I called my mother on Skype. I was deeply ashamed of my elastic knot. It stood for both incompetence and laziness.

“You should let her do it, Katzi,” my mother said. “I’m sure she’d love to do something for you.”

So last Friday I went to the Turkish market. And as well as purchasing six avocados and three mangos, I bought some elastic and a little sewing kit.

“Did you bring the skirt?” Frau Bienkowski asked the moment I entered her room last Saturday.

“I did. And pears too.”

“Good. Now, let me have a look.”

I handed her the skirt and rummaged in my bag for the sewing kit and the elastic.

“Can you thread me a needle?”

I tried but Frau Bienkowski wanted a double thread.

I tried again.

“Oh but that’s a little too short, Katechen,” she said.

I tried a third time. This time Frau Bienkowski approved.

“Good,” she said. “Now, how about you either read to me or tell me about your week while I get a start on this.”

I could have told her about my week, which was rather eventful, but I got distracted.

Frau B’s hands were flying. She tore out my ugly knot of elastic and started weaving stitches furiously. The waistband was restored in minutes.

Then she asked me to put my finger and thumb on the flap where she’d placed the last stitch and told me to come over to her armchair so she could measure my waist.

Her hands moved the elastic easily about my waist.

With a few marvellous swoops, she sewed it in. She wasn’t even looking at what she was doing. When she saw how astonished I was, she said: “But Katechen, this was my job.

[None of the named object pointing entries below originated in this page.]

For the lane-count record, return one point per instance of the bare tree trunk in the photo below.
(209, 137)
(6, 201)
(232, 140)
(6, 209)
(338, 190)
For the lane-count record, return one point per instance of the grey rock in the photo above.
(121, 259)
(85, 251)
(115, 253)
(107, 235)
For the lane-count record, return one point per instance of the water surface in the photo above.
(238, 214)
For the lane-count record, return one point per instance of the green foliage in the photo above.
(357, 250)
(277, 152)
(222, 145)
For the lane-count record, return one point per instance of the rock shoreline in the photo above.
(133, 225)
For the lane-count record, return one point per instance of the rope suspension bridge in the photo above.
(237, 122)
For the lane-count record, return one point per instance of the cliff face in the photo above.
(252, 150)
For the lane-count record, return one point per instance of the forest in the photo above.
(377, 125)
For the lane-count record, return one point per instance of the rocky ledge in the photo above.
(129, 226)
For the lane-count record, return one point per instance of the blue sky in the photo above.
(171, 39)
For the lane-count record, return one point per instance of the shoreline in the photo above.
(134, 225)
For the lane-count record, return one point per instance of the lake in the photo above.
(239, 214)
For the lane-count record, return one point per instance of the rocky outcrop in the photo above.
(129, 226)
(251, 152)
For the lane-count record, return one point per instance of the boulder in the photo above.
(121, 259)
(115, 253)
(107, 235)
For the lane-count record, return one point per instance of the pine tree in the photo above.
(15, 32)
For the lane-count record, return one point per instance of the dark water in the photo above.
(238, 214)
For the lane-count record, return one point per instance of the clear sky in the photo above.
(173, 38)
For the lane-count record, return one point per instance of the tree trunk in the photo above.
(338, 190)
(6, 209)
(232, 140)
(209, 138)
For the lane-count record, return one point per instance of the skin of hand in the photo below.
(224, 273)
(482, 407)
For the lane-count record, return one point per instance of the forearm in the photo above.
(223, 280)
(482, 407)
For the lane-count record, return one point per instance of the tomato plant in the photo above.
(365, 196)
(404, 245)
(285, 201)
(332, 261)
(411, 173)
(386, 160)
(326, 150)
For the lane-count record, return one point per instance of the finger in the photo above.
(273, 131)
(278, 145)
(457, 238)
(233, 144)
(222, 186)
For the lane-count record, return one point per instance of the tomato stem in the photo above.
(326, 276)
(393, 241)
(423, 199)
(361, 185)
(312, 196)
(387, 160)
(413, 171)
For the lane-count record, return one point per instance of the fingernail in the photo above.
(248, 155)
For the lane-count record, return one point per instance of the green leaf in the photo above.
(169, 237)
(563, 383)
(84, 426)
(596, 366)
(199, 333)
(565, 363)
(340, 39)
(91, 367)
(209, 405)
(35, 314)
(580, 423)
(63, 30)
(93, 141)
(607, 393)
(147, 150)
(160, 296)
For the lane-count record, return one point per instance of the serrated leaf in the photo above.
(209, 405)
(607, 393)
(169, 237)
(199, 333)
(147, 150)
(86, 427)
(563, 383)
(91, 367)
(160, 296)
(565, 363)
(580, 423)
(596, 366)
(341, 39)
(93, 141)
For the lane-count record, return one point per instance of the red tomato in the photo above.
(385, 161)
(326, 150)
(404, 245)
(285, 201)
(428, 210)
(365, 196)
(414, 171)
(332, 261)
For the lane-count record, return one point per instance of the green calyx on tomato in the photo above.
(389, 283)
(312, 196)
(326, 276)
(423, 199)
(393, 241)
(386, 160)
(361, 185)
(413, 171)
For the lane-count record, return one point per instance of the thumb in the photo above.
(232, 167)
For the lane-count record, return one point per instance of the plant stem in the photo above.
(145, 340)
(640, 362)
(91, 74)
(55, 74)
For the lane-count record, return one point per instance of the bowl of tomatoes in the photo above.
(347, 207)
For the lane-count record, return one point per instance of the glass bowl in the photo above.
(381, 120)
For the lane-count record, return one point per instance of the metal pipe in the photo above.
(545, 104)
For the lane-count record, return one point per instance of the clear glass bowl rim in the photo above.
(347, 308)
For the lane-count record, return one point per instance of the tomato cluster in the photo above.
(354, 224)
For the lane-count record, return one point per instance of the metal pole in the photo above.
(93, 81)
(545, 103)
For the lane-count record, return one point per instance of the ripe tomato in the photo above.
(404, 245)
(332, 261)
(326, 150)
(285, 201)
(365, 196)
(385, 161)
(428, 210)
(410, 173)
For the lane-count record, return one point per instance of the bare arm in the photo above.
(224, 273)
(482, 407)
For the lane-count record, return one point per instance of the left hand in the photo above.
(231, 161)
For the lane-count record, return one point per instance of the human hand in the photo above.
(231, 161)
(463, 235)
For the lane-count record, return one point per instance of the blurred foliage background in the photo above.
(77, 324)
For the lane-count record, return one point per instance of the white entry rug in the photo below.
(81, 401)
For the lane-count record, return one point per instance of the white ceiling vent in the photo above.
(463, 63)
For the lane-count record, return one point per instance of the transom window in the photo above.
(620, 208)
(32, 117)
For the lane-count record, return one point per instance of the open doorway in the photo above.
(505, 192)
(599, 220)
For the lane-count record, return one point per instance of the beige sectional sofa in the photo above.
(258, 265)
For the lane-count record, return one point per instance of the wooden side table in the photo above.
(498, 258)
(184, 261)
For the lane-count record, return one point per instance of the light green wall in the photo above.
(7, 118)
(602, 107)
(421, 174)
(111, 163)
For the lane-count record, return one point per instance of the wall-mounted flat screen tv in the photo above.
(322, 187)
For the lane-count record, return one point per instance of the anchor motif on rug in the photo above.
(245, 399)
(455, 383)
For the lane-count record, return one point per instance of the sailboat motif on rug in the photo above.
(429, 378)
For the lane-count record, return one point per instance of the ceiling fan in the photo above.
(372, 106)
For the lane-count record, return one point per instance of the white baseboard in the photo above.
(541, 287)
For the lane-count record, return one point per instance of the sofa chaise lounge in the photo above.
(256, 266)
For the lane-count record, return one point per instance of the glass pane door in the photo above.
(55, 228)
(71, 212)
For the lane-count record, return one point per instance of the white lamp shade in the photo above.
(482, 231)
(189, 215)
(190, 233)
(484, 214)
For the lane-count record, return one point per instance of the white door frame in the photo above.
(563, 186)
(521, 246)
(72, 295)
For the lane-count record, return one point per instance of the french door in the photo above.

You never lose the feel for it.”

My red cotton skirt used to live at the bottom of a large wicker basket. It shared its home with an enormous plastic nose, several berets and a pair of bee’s wings. I used to match it with ugly purple beads when I pretended to be the Queen of England.

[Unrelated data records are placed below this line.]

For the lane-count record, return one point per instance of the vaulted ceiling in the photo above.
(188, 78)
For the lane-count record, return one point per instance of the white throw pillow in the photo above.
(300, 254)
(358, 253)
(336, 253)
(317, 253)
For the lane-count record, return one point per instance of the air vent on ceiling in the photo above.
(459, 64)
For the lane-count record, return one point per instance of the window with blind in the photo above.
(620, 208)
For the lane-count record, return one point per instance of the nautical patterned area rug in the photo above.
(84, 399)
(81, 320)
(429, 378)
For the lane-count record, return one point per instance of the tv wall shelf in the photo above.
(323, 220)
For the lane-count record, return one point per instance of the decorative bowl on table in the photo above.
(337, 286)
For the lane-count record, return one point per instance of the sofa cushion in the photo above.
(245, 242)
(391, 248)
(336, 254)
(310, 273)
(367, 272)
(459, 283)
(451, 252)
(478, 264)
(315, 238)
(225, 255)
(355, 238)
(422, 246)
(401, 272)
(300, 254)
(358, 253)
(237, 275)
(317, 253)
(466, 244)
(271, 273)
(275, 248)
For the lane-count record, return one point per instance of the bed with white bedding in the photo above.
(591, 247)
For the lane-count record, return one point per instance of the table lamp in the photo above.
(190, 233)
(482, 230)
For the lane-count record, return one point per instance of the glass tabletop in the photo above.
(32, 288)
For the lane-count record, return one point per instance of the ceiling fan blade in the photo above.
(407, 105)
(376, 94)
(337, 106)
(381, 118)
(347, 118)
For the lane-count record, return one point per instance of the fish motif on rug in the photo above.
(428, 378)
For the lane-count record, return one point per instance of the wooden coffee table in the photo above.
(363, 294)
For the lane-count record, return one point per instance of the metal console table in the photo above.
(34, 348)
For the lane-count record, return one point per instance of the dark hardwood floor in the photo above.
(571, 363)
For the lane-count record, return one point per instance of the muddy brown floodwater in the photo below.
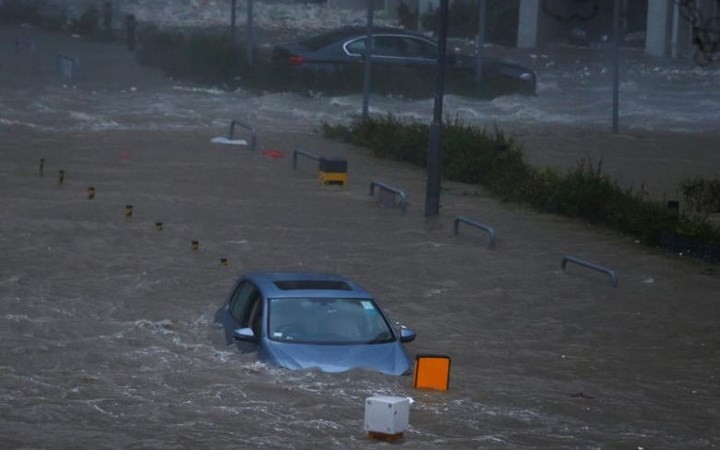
(107, 340)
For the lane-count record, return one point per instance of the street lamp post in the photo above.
(434, 159)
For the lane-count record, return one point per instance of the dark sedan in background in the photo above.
(402, 62)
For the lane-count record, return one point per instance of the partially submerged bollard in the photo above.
(333, 171)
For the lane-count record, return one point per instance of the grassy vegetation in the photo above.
(495, 161)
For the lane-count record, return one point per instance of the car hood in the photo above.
(387, 358)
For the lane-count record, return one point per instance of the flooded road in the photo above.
(106, 326)
(107, 338)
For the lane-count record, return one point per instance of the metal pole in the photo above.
(368, 53)
(434, 160)
(480, 39)
(616, 66)
(233, 20)
(249, 44)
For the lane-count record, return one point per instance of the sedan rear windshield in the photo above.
(327, 321)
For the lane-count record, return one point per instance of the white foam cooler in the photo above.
(387, 414)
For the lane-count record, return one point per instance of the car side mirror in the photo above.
(407, 335)
(244, 334)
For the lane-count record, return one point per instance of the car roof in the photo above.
(304, 284)
(329, 37)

Wearing the skirt while inter-railing in the summer of 2009.

Wearing the skirt while inter-railing in the summer of 2009.

With the terrible dawn of adolescence, my dressing-up basket was cast into the bottom of a basement wardrobe.

Years later I re-discovered it and found that the skirt’s loose elastic made it a one-size fits all. The queen’s skirt had turned boho-chic.

I took it with me when I went inter-railing in 2009 because it was light and didn’t crumple easily. I also fancied myself as some kind of honorary gypsy in it; a fantasy I indulged in while gazing out the windows of the slow trains which hauled me through eastern Europe.

Frau Bienkowsi, her fingers moving like those of a master pianist across a keyboard, broke the silence.

“Katechen,” she said. “I don’t want you to say Sie to me any longer. “I’m not Frau Bienkowski any more. I am Lotta.”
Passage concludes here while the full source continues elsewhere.